Why Your Data Warehouse Benchmarks Might Be Misleading

Why Your Data Warehouse Benchmarks Might Be Misleading - And Why Cloud Changes Everything

This blog summarizes and analyzes the research paper Cloud Analytics Benchmark by van Renen, A., and Leis, V. (2023), published in PVLDB 16(6), 1413–1425.

Read the paper

Most organizations rely on the benchmark results when performing a comparison of data warehouse systems. But what if the benchmark itself no longer reflects the realities of the modern cloud system’s conduct? This paper confronts that assumption head-on. It argues that traditional benchmarking can overlook the absolutely critical components of cloud analytics, which are multi-tenancy, elastic resource allocation, workload bursts, and cost.

Why traditional benchmarks fall short

For years, TPC-H, TPC-DS, and similar benchmarks have been an important part of analytical database performance evaluation. They are good at measuring query engine behavior in isolation. The paper, however, argues that they were designed for an older model of computing where hardware is fixed, workloads are relatively stable, and a single database system is tested in isolation.

Cloud data warehouses work in a very different way. The cloud data warehouses follow a very different operating model – compute resources can scale up or down, multiple tenants share infrastructure, and users are not only concerned with the execution speed but also workload costs. As such, a runtime-only benchmark provides a partial and erroneous view of system quality.

Takeaway: in the cloud era, the best data warehouse is not simply the fastest one. It is the one that delivers strong performance while using resources efficiently and controlling cost.

How cloud changes the rules of database systems

Traditional database research often assumes that the system runs on a given hardware setup and the main objective is to optimize execution time. Cloud computing changes that assumption. Storage and compute are often separated, resources are rented on demand, and users no longer buy hardware upfront. Instead, they pay for usage.

That change affects the very idea of optimization. A query that runs a little faster but uses far more resources may not be better from the user’s perspective. Performance in a cloud setting, therefore, has to be evaluated in conjunction with cost, variability in workloads, and the system’s adaptiveness to varying demand. It is an important shift that the database systems of the cloud are no longer just measured by the pace but how cost-efficiently they can perform under dynamical and jointly-used workloads.

Important shift: cloud database systems are judged not just by speed, but by cost-efficient performance under dynamic and shared workloads.

What real cloud workloads actually look like

The best thing about this paper is that it does not only make its argument out of theory. The authors analyze a real-world telemetry dataset released by Snowflake named Snowset. This comprises of a dataset of millions of real queries, allowing to contrast the synthetic benchmarks against the real cloud warehouse behavior.

The results are revealing. Real workloads are much more diverse than classic benchmarks suggest. Query sizes vary greatly, workloads fluctuate over time, and a large number of operations are not just read-only analytics. Many queries both read and write data, which points to modern ELT-style data transformation happening inside the warehouse itself.

Why this matters: a benchmark that ignores multi-user activity, cloud elasticity, and read/write transformation workloads cannot fully represent how real analytics platforms are used.

What makes real workloads complex

The Snowset analysis shows that cloud analytics workloads are not just big; they are lopsided.
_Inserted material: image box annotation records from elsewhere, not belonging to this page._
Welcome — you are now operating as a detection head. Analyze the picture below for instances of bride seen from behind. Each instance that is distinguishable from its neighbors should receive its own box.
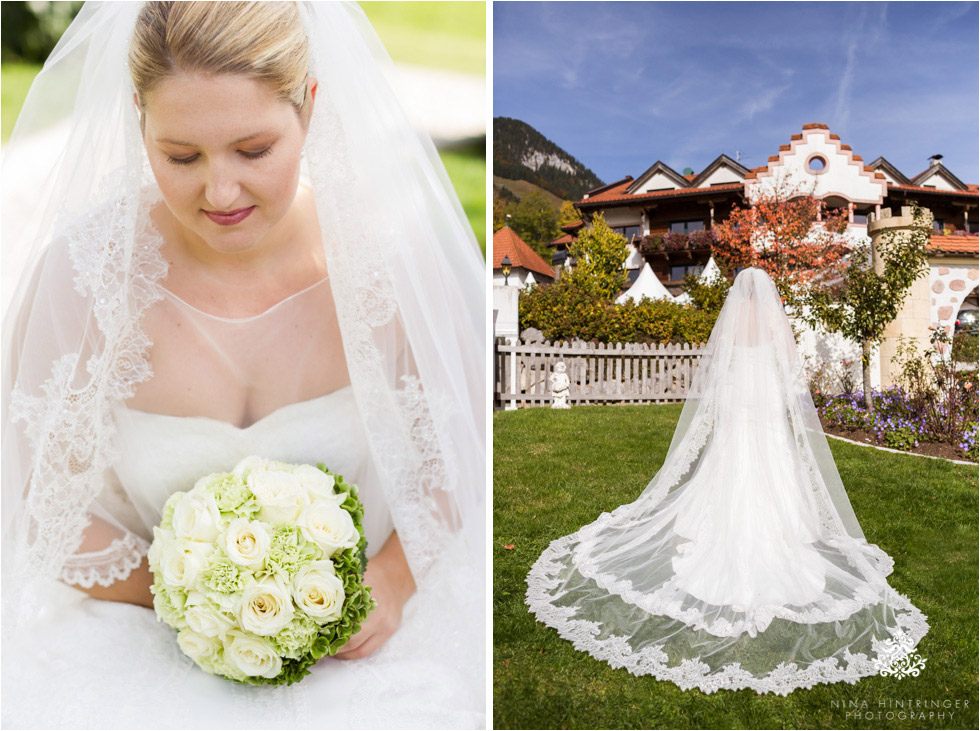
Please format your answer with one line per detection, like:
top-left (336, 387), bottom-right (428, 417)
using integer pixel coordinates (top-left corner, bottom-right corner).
top-left (527, 269), bottom-right (928, 695)
top-left (4, 2), bottom-right (484, 727)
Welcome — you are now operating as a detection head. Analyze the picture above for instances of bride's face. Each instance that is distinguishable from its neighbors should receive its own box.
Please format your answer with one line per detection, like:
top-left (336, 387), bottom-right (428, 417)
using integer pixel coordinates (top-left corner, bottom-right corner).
top-left (143, 74), bottom-right (306, 253)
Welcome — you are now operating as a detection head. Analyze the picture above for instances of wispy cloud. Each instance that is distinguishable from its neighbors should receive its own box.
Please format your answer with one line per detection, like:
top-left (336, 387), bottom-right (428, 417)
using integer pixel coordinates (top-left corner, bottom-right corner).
top-left (493, 1), bottom-right (980, 182)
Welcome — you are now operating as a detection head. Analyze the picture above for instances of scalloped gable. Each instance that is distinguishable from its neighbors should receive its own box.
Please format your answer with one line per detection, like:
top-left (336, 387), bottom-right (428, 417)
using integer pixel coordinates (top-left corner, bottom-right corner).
top-left (746, 124), bottom-right (888, 205)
Cloud analytics workloads are not just large but also uneven according to the Snowset analysis, with the great majority of queries being relatively small and finishing quickly and very few large queries consuming most CPU time and system resources. That makes scheduling and resource allocation harder than in a benchmark baseline.
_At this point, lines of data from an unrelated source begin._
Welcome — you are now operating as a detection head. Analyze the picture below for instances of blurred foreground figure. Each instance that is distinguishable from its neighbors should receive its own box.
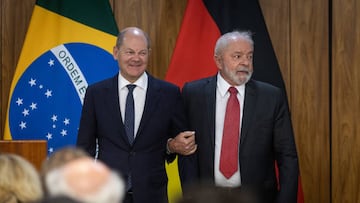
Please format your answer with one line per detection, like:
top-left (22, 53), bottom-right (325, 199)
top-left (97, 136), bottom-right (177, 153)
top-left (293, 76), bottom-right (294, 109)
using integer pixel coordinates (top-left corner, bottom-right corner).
top-left (0, 154), bottom-right (43, 203)
top-left (45, 157), bottom-right (125, 203)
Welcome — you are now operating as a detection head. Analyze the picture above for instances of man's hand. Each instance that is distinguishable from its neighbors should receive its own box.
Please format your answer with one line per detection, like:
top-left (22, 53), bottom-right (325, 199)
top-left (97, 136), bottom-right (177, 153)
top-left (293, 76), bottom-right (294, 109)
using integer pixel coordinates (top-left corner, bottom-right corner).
top-left (167, 131), bottom-right (197, 155)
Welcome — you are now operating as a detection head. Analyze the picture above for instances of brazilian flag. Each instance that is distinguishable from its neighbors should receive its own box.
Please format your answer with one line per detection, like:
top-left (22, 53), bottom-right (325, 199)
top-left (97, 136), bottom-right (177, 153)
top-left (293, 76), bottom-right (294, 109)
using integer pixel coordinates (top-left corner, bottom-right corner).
top-left (4, 0), bottom-right (180, 202)
top-left (4, 0), bottom-right (119, 154)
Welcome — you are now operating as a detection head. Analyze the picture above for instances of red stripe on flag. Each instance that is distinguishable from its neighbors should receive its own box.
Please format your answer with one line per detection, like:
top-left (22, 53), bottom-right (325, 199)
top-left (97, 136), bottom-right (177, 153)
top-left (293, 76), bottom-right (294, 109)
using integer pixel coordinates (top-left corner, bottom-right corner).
top-left (165, 0), bottom-right (220, 87)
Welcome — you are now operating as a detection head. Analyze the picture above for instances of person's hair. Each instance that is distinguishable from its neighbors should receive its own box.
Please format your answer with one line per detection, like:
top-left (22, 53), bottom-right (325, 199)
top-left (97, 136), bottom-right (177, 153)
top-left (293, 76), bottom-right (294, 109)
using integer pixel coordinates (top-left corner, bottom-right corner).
top-left (45, 159), bottom-right (125, 203)
top-left (40, 146), bottom-right (89, 194)
top-left (0, 153), bottom-right (43, 203)
top-left (214, 30), bottom-right (254, 56)
top-left (41, 146), bottom-right (89, 175)
top-left (116, 27), bottom-right (151, 49)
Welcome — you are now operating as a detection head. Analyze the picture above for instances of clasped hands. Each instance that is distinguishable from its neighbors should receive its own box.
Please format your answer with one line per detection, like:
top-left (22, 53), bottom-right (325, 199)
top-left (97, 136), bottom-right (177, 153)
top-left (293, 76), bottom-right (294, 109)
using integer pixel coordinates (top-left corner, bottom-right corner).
top-left (168, 131), bottom-right (197, 155)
The authors also show that many workloads are highly variable over time. Some tenants generate steady activity, while others create short bursts of very intense demand. This kind of intermittency is exactly the kind of behavior cloud systems are expected to handle well, but traditional benchmarks rarely model it.

Few large queries consume a major share of resources
Many small queries create noisy, irregular demand
Read/write workloads suggest in-warehouse ETL and transformation
Different tenants behave very differently across time and scale

This is an important lesson for analytics systems: real-world usage is heterogeneous, and any useful evaluation method must capture that heterogeneity rather than average it away.

Introducing the Cloud Analytics Benchmark (CAB)

To respond to these limitations, the paper introduces the Cloud Analytics Benchmark, or CAB. CAB is built specifically for cloud data warehouse environments. Instead of using one isolated dataset and one simplified run pattern, it models multiple tenants, different database sizes, and variable query arrival behavior.

Feature	What it captures
Multi-tenancy	Multiple users and databases running simultaneously
Elasticity	Dynamic scaling of compute resources
Workload patterns	Bursty, periodic, and variable query arrivals
Metrics	Query latency and total monetary cost

CAB uses TPC-H as its base because TPC-H is well known and easier to reproduce, but the benchmark changes how that workload is organized. Instead of back-to-back execution on a single dataset, CAB creates multiple databases and separate query streams, each representing a different tenant in a cloud environment.

This is one of the most meaningful contributions of the paper. It keeps benchmarking practical while still moving much closer to how cloud analytics services are actually used.

How CAB models real-world behavior

CAB does not simply replay a fixed list of SQL statements. It generates databases of different sizes, assigns them different workload intensities, and simulates realistic arrival patterns. Some tenants are modeled as having steady workloads, others as having periodic bursts, and still others as experiencing sudden spikes or daily jobs.

This is a valuable design decision because cloud systems are often evaluated on their ability to adapt to demand fluctuations. CAB therefore moves benchmarking away from a narrow “how fast is the query engine?” question and toward a broader “how well does the entire service handle real customer behavior?” question.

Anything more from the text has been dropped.